There is equivocal evidence regarding differences in the clinical course and outcomes of Crohn’s disease (CD) among African Americans compared with Caucasian Americans. We sought to analyze whether African Americans with CD are more likely to be hospitalized for CD-related complications when compared with Caucasian Americans with CD.
We conducted a retrospective cohort study including 909 African Americans and Caucasian Americans with CD who were seen at our tertiary care Inflammatory Bowel Disease (IBD) referral center between 2000 and 2013. We calculated the rate of hospitalization for CD-related complications among African Americans and Caucasian Americans separately. Zero-inflated Poisson regression models with robust variance estimates were used to estimate crude and multivariable adjusted rate ratios (RR) for CD-related hospitalizations. Multivariable adjusted models included adjustment for age, sex, duration of CD, smoking and CD therapy.
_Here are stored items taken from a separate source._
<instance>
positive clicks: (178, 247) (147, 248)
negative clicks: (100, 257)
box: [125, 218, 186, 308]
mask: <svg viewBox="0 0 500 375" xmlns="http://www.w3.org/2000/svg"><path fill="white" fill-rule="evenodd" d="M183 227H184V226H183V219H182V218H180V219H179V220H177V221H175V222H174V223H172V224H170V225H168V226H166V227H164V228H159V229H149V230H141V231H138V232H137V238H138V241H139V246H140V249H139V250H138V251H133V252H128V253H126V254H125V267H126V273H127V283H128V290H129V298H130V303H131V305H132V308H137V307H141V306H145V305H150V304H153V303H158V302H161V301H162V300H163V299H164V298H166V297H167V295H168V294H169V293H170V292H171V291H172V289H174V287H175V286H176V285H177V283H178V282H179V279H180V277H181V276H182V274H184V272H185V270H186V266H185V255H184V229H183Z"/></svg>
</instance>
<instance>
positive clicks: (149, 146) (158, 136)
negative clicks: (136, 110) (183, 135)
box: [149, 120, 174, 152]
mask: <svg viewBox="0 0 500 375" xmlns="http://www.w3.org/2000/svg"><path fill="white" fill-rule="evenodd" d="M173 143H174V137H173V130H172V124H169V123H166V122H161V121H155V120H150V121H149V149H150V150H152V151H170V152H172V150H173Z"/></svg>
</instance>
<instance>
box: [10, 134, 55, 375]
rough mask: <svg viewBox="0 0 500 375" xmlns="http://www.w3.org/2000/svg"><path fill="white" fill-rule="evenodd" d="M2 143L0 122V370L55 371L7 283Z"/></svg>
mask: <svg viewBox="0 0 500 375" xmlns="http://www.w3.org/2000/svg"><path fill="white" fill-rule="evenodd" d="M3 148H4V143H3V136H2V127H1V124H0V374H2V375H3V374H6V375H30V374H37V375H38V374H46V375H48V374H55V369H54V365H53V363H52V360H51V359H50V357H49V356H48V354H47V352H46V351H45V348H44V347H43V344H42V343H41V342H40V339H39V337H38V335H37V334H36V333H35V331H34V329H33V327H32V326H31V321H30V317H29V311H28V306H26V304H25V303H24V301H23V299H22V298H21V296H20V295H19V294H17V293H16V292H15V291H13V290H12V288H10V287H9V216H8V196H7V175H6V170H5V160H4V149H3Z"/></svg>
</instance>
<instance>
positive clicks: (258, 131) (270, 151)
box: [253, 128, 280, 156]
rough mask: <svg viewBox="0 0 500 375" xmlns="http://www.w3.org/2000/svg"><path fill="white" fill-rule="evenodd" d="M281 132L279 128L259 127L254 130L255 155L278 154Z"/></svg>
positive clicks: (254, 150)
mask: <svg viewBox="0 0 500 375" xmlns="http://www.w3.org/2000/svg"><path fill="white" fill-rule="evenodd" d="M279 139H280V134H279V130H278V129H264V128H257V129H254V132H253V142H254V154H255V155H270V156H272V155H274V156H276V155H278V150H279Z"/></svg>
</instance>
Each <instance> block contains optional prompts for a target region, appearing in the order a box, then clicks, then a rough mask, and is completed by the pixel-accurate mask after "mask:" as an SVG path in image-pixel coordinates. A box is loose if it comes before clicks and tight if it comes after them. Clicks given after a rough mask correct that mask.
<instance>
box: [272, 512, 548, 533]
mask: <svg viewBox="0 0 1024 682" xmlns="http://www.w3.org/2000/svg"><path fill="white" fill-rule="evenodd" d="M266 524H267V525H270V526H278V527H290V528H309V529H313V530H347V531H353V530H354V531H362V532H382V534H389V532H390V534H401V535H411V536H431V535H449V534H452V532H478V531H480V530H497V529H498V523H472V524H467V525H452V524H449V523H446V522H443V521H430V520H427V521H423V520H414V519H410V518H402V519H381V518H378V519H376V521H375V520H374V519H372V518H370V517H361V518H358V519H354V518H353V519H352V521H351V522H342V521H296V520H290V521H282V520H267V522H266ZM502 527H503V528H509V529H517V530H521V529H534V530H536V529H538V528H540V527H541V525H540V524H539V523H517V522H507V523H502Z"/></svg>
The cumulative rate of CD-related hospital admissions was higher among African American patients compared with Caucasian American patients (395.6/1000 person-years in African Americans vs. 230.4/1000 person-years in Caucasian Americans). Unadjusted and multivariable adjusted rate ratios for CD-related hospitalization comparing African Americans and Caucasian Americans were 1.59 (95% confidence interval [95%CI]: 1.10–2.29; P=0.01) and 1.44 (95%CI: 1.02–2.03; P=0.04), respectively.
African Americans with CD followed at a tertiary IBD-referral center had a higher rate for CD-related hospitalizations compared with Caucasian Americans. Future studies should examine whether socioeconomic status and biologic markers of disease status could explain the higher risk observed among African Americans.